John Koleszar [Wed, 17 Oct 2012 16:38:13 +0000 (09:38 -0700)]
Move remaining per-frame data into partition 0
This commit moves a bit of data that ended up packed with the
modes/mv/residual partition during the change to interleaved encoding
into partition 0 where it belongs.
John Koleszar [Tue, 16 Oct 2012 20:52:39 +0000 (13:52 -0700)]
Interleave modes/residual per macroblock
Packs the bitstream with each mb's residual following its mode/mv
information.
TODO: There are still a few fields that should be packed into partition
0 but are included in partition 1, due to them being serialized from
write_kfmodes/pack_inter_mode_mvs, which execute after the first
partition is finalized. These need to be separated out into a separate
function, similar to mb_mode_mv_init() in decodemv.c.
John Koleszar [Tue, 16 Oct 2012 21:08:40 +0000 (14:08 -0700)]
Force interleaved decoding
Rather than decoding all modes/mvs separately, decode them per MB. This
forces the mode which was already used form the CONFIG_NEWBESTREFMV and
CONFIG_SUPERBLOCKS experiments, and is a precursor to changing to
interleaved encoding.
Ronald S. Bultje [Mon, 15 Oct 2012 20:49:45 +0000 (13:49 -0700)]
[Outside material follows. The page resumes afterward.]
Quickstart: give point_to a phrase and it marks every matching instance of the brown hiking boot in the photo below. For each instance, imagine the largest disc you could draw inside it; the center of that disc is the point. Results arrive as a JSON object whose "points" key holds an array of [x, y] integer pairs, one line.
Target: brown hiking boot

Remove mode_rdopt from MB_MODE_INFO.
The variable is essentially a duplicate of mode for RD-only purposes.
Removing it gives identical results, and saves 4 bytes per macroblock
(i.e. 32.5kB for a 1080p HD video encode).
Ronald S. Bultje [Mon, 15 Oct 2012 17:52:13 +0000 (10:52 -0700)]
Add a new token stuffing function vp8_stuff_mb().
This way a caller doesn't need to implement the logic for which (and how
many) tokens to write out to stuff one macroblock worth of EOBs. Make
the actual function implementations static, since they are now only used
in tokenize.c; also do some minor stylistic changes so it follows the
style guide a little more closely; use PLANE_TYPE where appropriate,
remove old (stale) frame_type function arguments; hardcode plane type
where only a single one is possible (2nd order DC or U/V EOB stuffing);
support stuffing 8x8/4x4 transform EOBs with no 2nd order DC.